A hungry child is a less fussy child, so try and cut out snacks between meals.

If you missed weaning expert and best-selling author Annabel Karmel's webchat, here are some of your questions answered by Annabel.

AK = Annabel Karmel

1. How do I convince my child to try more meat?

My daughter will only eat chicken and sausages. I want her to eat other meats, please help.

Stacey Harrison

AK: I like to put grated apple in my meatballs and burgers. This gives them a nice sweet taste and makes them easier to chew than chunks of meat. Sometimes it is the texture of the meat they don’t like, so you can chop it in a blender for a few seconds, for something like a Bolognese, so it is not lumpy.

2. How can I make my child less fussy?

My two-year-old is terribly fussy and I really struggle with him. He loves things like chilli, spaghetti Bolognese and certain types of pasta with a particular sauce, but won’t really try new things or eat the same as everyone else unless it’s those things! He won’t eat sandwiches so we struggle if out shopping.

Ellie Juckes

AK: Interestingly there was a survey out last week about UK toddlers being the fussiest in Europe. One of the problems is that toddlers tend to snack a lot here, whereas in France, they may just have one snack in the afternoon. A hungry child is a less fussy child so I would try and cut out snacks between meals. I would also ignore bad eating habits but praise your child for eating the tiniest amount of something new. The trouble is sometimes that children get attention for bad eating habits.

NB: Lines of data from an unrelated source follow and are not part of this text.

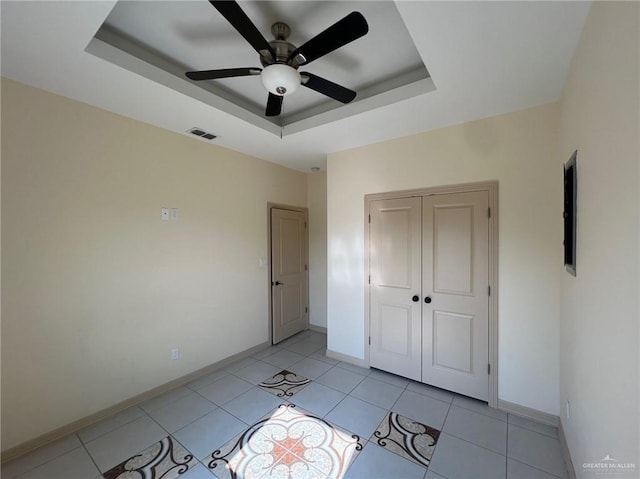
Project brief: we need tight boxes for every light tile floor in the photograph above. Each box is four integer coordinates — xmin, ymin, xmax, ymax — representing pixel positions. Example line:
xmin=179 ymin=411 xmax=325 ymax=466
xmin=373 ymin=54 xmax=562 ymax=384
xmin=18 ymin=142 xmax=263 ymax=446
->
xmin=1 ymin=331 xmax=568 ymax=479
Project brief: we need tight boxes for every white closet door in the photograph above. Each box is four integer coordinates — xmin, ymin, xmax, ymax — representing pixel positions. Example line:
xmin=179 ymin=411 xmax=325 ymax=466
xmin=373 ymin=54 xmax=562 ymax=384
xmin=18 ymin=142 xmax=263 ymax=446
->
xmin=421 ymin=191 xmax=489 ymax=401
xmin=369 ymin=197 xmax=422 ymax=381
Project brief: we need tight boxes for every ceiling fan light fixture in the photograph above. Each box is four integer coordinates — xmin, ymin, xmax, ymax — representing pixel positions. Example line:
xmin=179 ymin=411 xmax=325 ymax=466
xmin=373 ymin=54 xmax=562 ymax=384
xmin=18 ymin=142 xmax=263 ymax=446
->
xmin=260 ymin=63 xmax=301 ymax=96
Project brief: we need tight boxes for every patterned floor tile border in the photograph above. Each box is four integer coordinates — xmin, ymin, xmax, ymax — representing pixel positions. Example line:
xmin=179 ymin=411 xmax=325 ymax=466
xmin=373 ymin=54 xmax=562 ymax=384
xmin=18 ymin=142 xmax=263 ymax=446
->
xmin=258 ymin=369 xmax=311 ymax=397
xmin=103 ymin=436 xmax=198 ymax=479
xmin=371 ymin=412 xmax=440 ymax=467
xmin=207 ymin=404 xmax=363 ymax=479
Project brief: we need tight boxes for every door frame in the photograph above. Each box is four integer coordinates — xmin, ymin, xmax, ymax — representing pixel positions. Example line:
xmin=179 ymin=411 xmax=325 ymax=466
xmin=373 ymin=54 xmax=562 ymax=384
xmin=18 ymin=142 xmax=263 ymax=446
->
xmin=363 ymin=180 xmax=499 ymax=408
xmin=267 ymin=202 xmax=309 ymax=344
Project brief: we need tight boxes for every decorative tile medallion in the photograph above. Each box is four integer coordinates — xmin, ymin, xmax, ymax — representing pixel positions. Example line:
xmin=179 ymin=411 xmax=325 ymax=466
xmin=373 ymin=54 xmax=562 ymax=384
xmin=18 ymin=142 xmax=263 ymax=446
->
xmin=371 ymin=412 xmax=440 ymax=467
xmin=103 ymin=436 xmax=198 ymax=479
xmin=208 ymin=404 xmax=363 ymax=479
xmin=259 ymin=369 xmax=311 ymax=397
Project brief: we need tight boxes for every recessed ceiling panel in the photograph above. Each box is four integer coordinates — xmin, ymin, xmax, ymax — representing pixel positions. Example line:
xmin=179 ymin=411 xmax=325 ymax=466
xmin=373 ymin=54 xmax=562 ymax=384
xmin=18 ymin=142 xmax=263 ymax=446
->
xmin=87 ymin=0 xmax=435 ymax=135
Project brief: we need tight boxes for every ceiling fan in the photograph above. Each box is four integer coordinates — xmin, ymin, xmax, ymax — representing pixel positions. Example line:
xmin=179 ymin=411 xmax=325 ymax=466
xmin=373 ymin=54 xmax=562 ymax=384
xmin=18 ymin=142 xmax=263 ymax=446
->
xmin=185 ymin=0 xmax=369 ymax=116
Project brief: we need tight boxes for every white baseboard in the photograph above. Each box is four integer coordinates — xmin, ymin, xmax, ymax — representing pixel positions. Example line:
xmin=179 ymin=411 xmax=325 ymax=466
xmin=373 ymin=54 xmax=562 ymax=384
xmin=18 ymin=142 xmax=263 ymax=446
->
xmin=327 ymin=348 xmax=369 ymax=369
xmin=0 ymin=342 xmax=271 ymax=463
xmin=309 ymin=323 xmax=327 ymax=334
xmin=498 ymin=399 xmax=560 ymax=427
xmin=558 ymin=421 xmax=576 ymax=479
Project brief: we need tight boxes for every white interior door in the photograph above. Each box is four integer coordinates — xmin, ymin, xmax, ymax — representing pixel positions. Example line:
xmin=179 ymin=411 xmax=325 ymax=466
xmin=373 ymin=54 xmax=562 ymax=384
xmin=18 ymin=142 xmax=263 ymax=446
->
xmin=369 ymin=197 xmax=422 ymax=381
xmin=271 ymin=208 xmax=308 ymax=344
xmin=421 ymin=191 xmax=489 ymax=401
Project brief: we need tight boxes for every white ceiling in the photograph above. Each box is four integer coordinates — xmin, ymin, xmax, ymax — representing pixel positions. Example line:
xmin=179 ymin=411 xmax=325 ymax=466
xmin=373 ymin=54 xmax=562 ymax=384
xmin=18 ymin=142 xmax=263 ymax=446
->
xmin=96 ymin=0 xmax=429 ymax=127
xmin=0 ymin=0 xmax=590 ymax=171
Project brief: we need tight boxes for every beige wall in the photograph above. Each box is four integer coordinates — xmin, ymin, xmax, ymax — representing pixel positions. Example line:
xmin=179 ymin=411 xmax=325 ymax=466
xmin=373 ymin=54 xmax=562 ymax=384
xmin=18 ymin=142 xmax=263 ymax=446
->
xmin=327 ymin=104 xmax=562 ymax=414
xmin=556 ymin=2 xmax=640 ymax=478
xmin=2 ymin=79 xmax=307 ymax=450
xmin=307 ymin=172 xmax=327 ymax=328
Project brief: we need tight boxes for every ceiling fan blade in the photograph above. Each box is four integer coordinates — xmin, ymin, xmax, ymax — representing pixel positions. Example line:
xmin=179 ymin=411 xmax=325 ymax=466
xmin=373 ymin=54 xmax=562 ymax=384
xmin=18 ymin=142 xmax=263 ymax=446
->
xmin=185 ymin=68 xmax=262 ymax=80
xmin=290 ymin=12 xmax=369 ymax=65
xmin=300 ymin=72 xmax=356 ymax=103
xmin=265 ymin=93 xmax=284 ymax=116
xmin=209 ymin=0 xmax=275 ymax=58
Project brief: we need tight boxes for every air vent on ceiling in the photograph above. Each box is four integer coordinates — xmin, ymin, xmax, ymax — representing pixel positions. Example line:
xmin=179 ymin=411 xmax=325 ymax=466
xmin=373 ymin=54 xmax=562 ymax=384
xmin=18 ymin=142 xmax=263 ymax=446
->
xmin=187 ymin=126 xmax=216 ymax=140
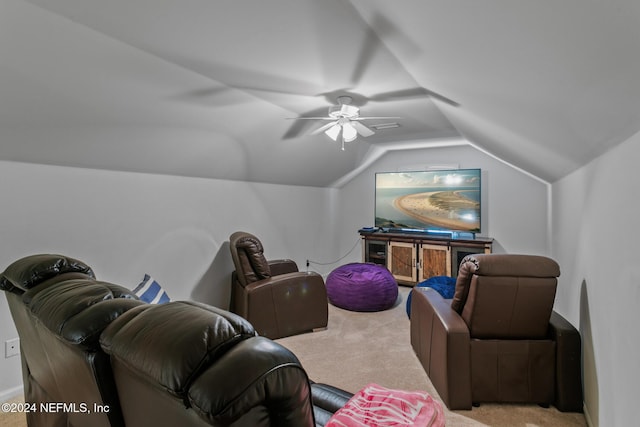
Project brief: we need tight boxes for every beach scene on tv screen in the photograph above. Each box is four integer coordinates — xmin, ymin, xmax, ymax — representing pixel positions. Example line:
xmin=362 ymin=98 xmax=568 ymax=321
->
xmin=375 ymin=169 xmax=480 ymax=233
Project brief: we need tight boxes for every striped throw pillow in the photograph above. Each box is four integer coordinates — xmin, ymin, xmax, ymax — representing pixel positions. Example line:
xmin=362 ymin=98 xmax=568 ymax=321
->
xmin=133 ymin=274 xmax=171 ymax=304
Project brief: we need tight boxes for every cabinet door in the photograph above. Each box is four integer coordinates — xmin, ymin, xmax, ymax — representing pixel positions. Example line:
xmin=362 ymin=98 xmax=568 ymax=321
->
xmin=418 ymin=244 xmax=451 ymax=282
xmin=362 ymin=240 xmax=387 ymax=267
xmin=387 ymin=242 xmax=417 ymax=283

3. My child won’t eat from a spoon, will her diet suffer?

My daughter is almost eight months old and has always refused to be spoon-fed, so I’ve had to go down the baby-led weaning route. How can I ensure she still has a balanced diet, is it possible?

Vicky Gentle

AK: I am in favour of giving babies finger foods but I like to combine them with purées as a baby’s hand-to-eye co-ordination isn't fully developed at that age to feed themselves properly and get the nutrition they need. I would still persevere with trying to feed her with a spoon as well as giving her finger foods. At this age she needs meat, fish and chicken in her diet and in my books you will find some delicious easy-to-prepare recipes for chicken, meat and fish balls.

4. Is my child ready for adult cereals?

My son is a great eater. But I would like to know at what age a toddler can eat adult cereals? My 18-month-old son will eat baby porridge and muesli but isn’t keen on other baby cereals like Weetabix or Cheerios. He will eat a few spoonfuls of my Rice Crispies or Crunchy Nut Cornflakes. I know they're high in sugar and salt, so I do limit him to just a couple of spoonfuls and it’s not every day.

Helen Barker

AK: Some adult cereals like porridge or Ready Brek are good. Unfortunately cereals aimed at children are often very high in sugar and so it’s important to read the label – 4g of sugar is one teaspoon. Some children's cereals are 30 per cent sugar! From one year children can eat adult cereals and I like to choose ones that include wholegrain and are low in sugar and salt.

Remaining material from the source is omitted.